Prof. Jarosław Marek Rymkiewicz: - Powstanie Listopadowe było fundamentem, na którym zostało wybudowane dzieło polskiego romantyzmu. Najważniejszą konsekwencją Powstania Listopadowego w sferze duchowej było dzieło Maurycego Mochnackiego "Powstanie narodu polskiego". Maurycy wyłożył tam swój pogląd na istotę sprawy polskiej. Można by ją streścić w takim oto zdaniu: Przede wszystkim odzyskajmy niepodległość, przede wszystkim zbudujmy wolną Polskę, a potem możemy kłócić się o to, jaka ta Polska będzie - rządzona przez monarchów, republikańska, a może jeszcze jakaś inna. Jest to moim zdaniem najważniejszy pogląd, jaki w sprawie polskiej sformułowano aż do czasów obecnych. Dziś nadal jest on aktualny.

Przeczytaj koniecznie: Stanisław Ciosek: Szkalujemy generała, ...

- Ciągle spieramy się o sens polskich zrywów powstańczych. Ich przeciwnicy powołują się na bilans zwycięstw i klęsk, który jednoznacznie wypada na korzyść tych drugich. Nie przyjmują też argumentu o zwycięstwie moralnym, jako że jest ono zawsze okupione ogromną daniną krwi.
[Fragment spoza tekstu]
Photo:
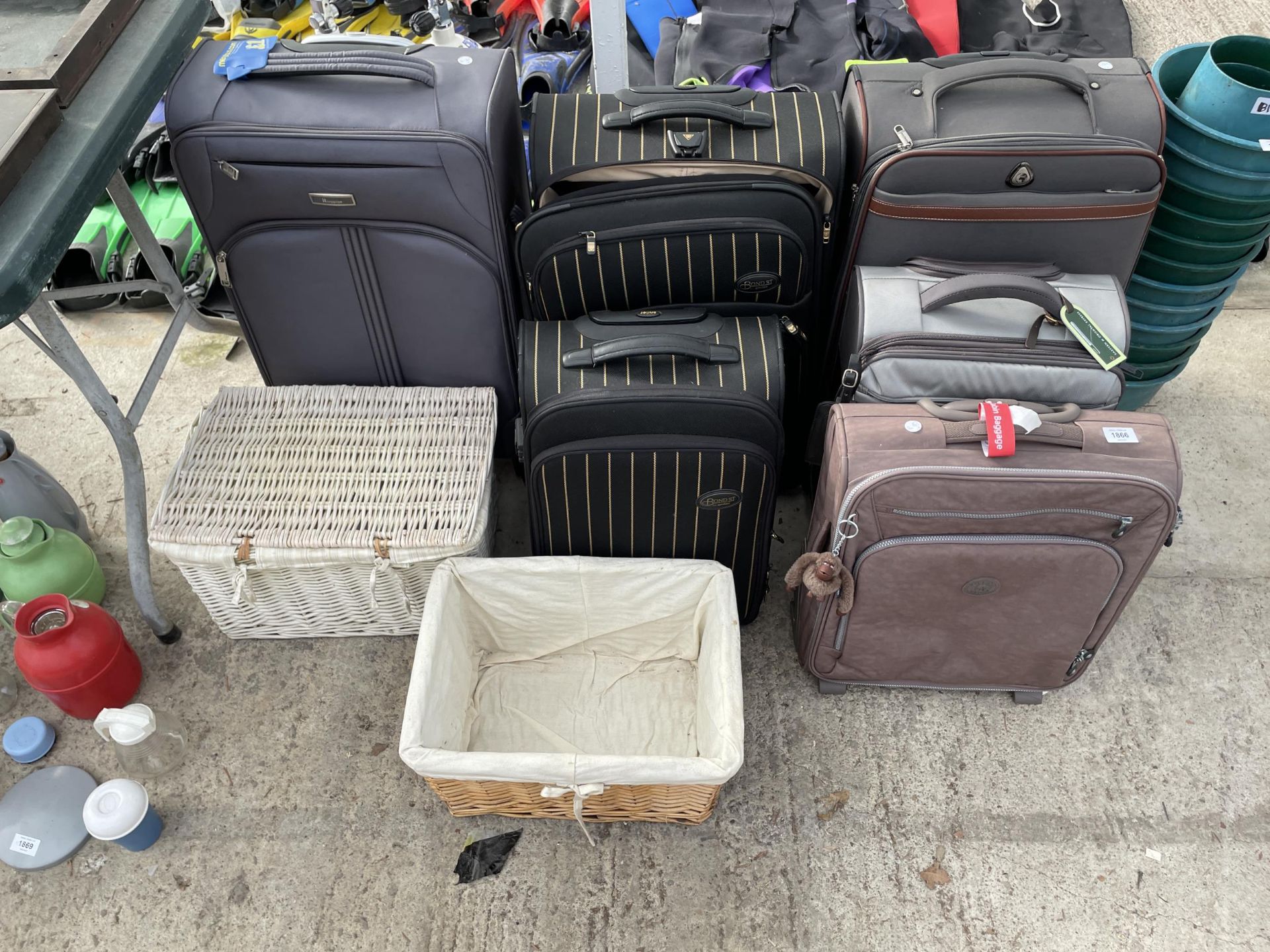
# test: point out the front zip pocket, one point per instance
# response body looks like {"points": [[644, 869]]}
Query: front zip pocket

- Ja nie traktuję polskich powstań jako klęsk militarnych i zwycięstw moralnych. Wręcz przeciwnie. Uważam, że z pragmatycznego punktu widzenia wszystkie powstania - Konfederacja Barska, Insurekcja Kościuszkowska i Powstanie Listopadowe, Powstanie Styczniowe i rewolucja 1905 roku oraz Powstanie Warszawskie - były takimi manifestacjami polskości, które przyniosły swój widomy skutek. Gdyby to wszystko się nie wydarzyło, gdyby nie było konfederatów ani powstańców, a w roku 1905 robotnicy Łodzi nie zbudowaliby barykad i Piłsudski nie kazałby strzelać na pl. Grzybowskim w Warszawie, to dziś nie bylibyśmy Polakami. Wszystkie te zrywy narodowe służyły ocaleniu i zachowaniu polskości. W tym sensie były skuteczne i potrzebne. Gdyby nie one, byłoby nas dziś około miliona i Rosjanie pacyfikowaliby nas jak obecnie Czeczenów, a Warszawa wyglądałaby teraz jak Grozny. To, że rozmawiamy przez telefon po polsku, a nie po rosyjsku, jest efektem tych powstań.

- Dlaczego Powstanie Listopadowe się nie powiodło?

- To było jedno z najpiękniejszych powstań polskich. Mogliśmy je wygrać, także militarnie. I wtedy mielibyśmy wolną Polskę w roku 1831 albo w 1832. A dlaczego nie wygraliśmy? Po pierwsze dlatego, że nasi generałowie rywalizowali między sobą i myśleli raczej o tym, żeby rządzić niż o tym, żeby bić się z Rosjanami. Po drugie dlatego, że ci generałowie byli więźniami przeszłości - większość z nich służyła uprzednio w armii wielkiego księcia Konstantego. Walcząc z armią rosyjską, generał Skrzynecki walczył więc trochę przeciw samemu sobie.

- Widzi pan jakieś analogie do współczesności?

- Obecnie mamy do czynienia z podobną sytuacją - ludzie, którzy rządzą teraz Polską, też są więźniami przeszłości, więźniami PRL. Tym ja właśnie tłumaczę niepowodzenia na naszej drodze do niepodległości.